In this case, would it make sense for us to set 1.0Ghz all CPU? This would mean all instance have the same share.

That way, the 'CPU' field will display the same value as the number of core allocated and remaining.

We just have to make sure that 'CPU Cap' in the Compute Offering is disabled? That way, the number of remaining CPU is the same as the # of Cores left, and there will be no change to the guest VM performances?

weizhouapache commented 1 month ago

@weizhouapache I went through this explanation:

6743

In this case, would it make sense for us to set 1.0Ghz all CPU? This would mean all instance have the same share.

Yes, I think so. Actually I think we should have a global setting to indicate whether the cpu speed must be same and the value of the cpu speed. In many use cases, the cpu speed is totally useless.

That way, the 'CPU' field will display the same value as the number of core allocated and remaining.

We just have to make sure that 'CPU Cap' in the Compute Offering is disabled? That way, the number of remaining CPU is the same as the # of Cores left, and there will be no change to the guest VM performances?

btzq commented 1 month ago

Hey @weizhouapache , ive checked and it seems the GHZ metric comes from the individual host.

Currently, our hosts are all set to 2.00Ghz.

How do we change it to 1.00Ghz? Do we have to manually change in the DB? or is there a way to do it via API/UI or such?

Screenshot 2024-09-30 at 11 12 32 AM

weizhouapache commented 1 month ago

Hey @weizhouapache , ive checked and it seems the GHZ metric comes from the individual host.

Currently, our hosts are all set to 2.00Ghz.

How do we change it to 1.00Ghz? Do we have to manually change in the DB? or is there a way to do it via API/UI or such?

@btzq the cpu/ram values are reported to mgmt server and updated in DB, each time when cloudstack-agent is restarted on kvm hosts.
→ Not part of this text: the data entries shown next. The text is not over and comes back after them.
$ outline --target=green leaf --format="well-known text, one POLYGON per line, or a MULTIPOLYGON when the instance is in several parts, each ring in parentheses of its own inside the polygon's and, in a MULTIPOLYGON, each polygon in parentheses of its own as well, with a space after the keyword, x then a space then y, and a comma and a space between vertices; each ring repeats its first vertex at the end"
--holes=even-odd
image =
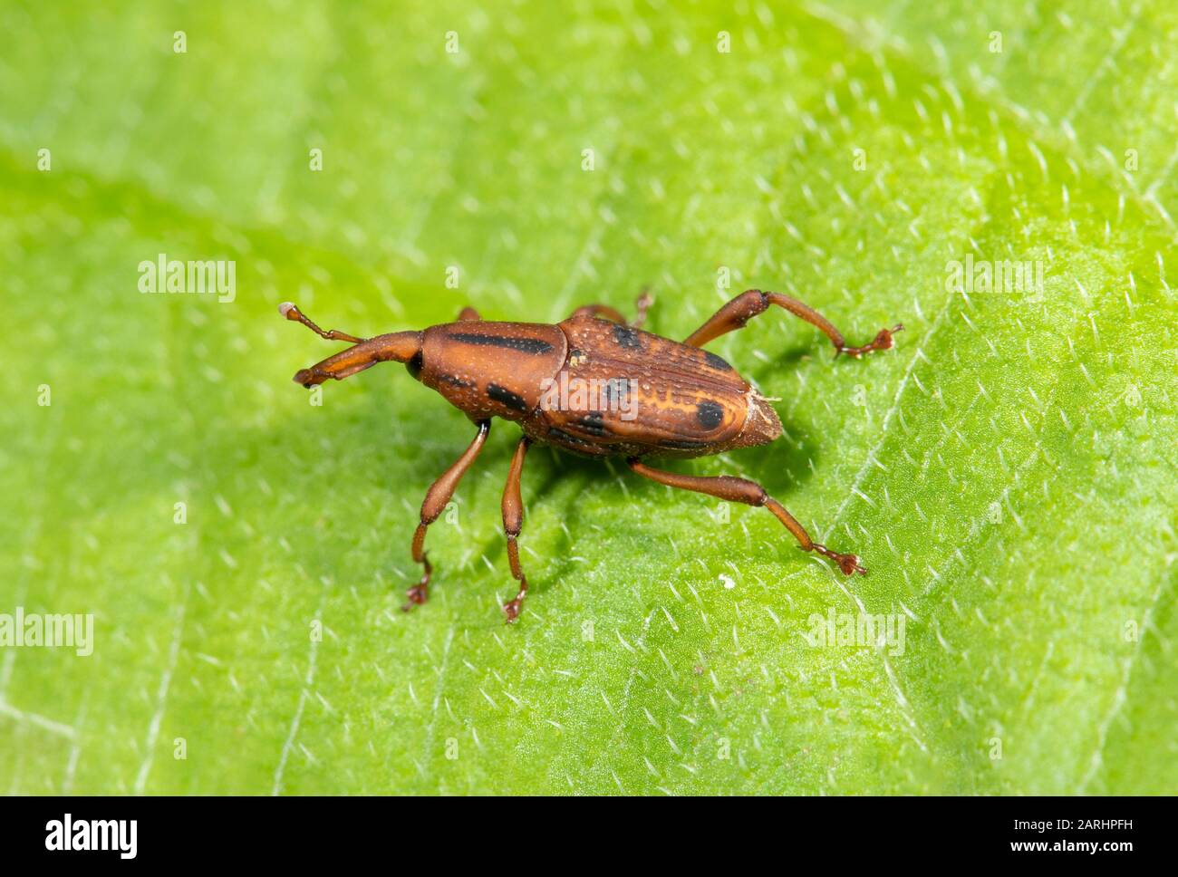
POLYGON ((5 5, 0 613, 95 626, 0 649, 0 789, 1172 792, 1178 16, 1087 6, 5 5), (236 298, 140 293, 159 253, 236 298), (1043 286, 953 290, 967 257, 1043 286), (646 284, 671 338, 747 287, 905 324, 719 339, 786 436, 674 464, 871 574, 536 449, 505 627, 497 423, 401 613, 472 427, 388 365, 310 405, 338 346, 276 305, 368 335, 646 284), (830 613, 902 649, 812 644, 830 613))

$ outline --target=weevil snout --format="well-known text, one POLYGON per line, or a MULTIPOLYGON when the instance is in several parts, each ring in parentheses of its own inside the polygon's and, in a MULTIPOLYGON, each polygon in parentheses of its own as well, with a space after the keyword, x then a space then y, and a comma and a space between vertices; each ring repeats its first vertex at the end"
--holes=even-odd
POLYGON ((329 341, 352 341, 352 346, 333 357, 316 363, 310 368, 300 368, 294 373, 294 383, 313 387, 329 378, 343 380, 356 372, 370 368, 377 363, 410 363, 422 353, 421 332, 390 332, 376 338, 357 338, 338 330, 324 332, 312 323, 292 301, 284 301, 278 312, 289 320, 302 323, 329 341))

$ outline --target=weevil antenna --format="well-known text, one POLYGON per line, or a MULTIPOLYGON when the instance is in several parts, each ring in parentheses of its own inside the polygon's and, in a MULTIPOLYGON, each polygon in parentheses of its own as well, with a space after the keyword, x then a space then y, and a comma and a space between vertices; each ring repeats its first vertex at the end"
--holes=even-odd
POLYGON ((326 338, 329 341, 350 341, 351 344, 359 344, 360 341, 368 340, 366 338, 357 338, 356 335, 350 335, 346 332, 340 332, 337 328, 333 328, 330 332, 324 332, 315 324, 315 321, 311 320, 310 317, 299 311, 298 305, 293 301, 283 301, 283 304, 278 306, 278 313, 289 320, 302 323, 317 335, 326 338))

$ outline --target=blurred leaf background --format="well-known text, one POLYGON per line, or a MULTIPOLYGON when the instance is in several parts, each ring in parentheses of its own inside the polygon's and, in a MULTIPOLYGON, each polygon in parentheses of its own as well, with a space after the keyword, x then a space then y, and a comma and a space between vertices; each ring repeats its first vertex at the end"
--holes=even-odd
POLYGON ((6 2, 0 611, 97 644, 0 650, 0 790, 1172 793, 1176 40, 1160 0, 6 2), (141 294, 158 253, 236 299, 141 294), (967 254, 1043 294, 948 290, 967 254), (501 423, 402 614, 471 426, 395 366, 309 405, 336 347, 276 305, 366 335, 644 284, 675 338, 749 286, 907 325, 724 337, 787 434, 676 465, 871 576, 538 450, 505 627, 501 423), (810 646, 832 607, 902 655, 810 646))

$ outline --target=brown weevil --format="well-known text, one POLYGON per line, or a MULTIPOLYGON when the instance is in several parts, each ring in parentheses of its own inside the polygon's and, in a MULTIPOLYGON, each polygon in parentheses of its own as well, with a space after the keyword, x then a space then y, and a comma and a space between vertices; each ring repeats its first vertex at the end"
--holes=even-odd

You can update the db, but you have to run it every few minutes.

If all your hosts have the same cpu speed (in Mhz, no matter what the value is), I think the change is unnecessary.

btzq commented 1 month ago

@weizhouapache i see, we just checked as well and it seems the Mhz is reported by the KVM Hypervisor. The lowest we can set it to is 1.5Ghz, which doesnt meet our requirements... We just want to accurately know the total Available and Allocated Cores (after Hyperthread + Oversubscription Ratio).

We are going to try getting metrics via Prometheus to our Zabbix Server, then set triggers there. Hopefully we can get the info required from each cluster to create the triggers necessary...

But this will only be a temporary solution. I think Cloudstack should handle this natively so operator can always ensure N+1 for failovers/node failures.

btzq commented 4 weeks ago

Hi @weizhouapache ,

I have thought of another workaround but would like to check with you.

All of our Compute Offerings are currently set to 1000Mhz. Is it possible to change it to 2000Mhz?

If we could, the 'CPU Allocated' metric in each Cluster would have the right %. We just have to ignore the Mhz displayed in the Cluster.

This solution only works if: The Mhz of physical servers within the cluster AND the Mhz in the Comptue Offering to be run on the cluster is the same.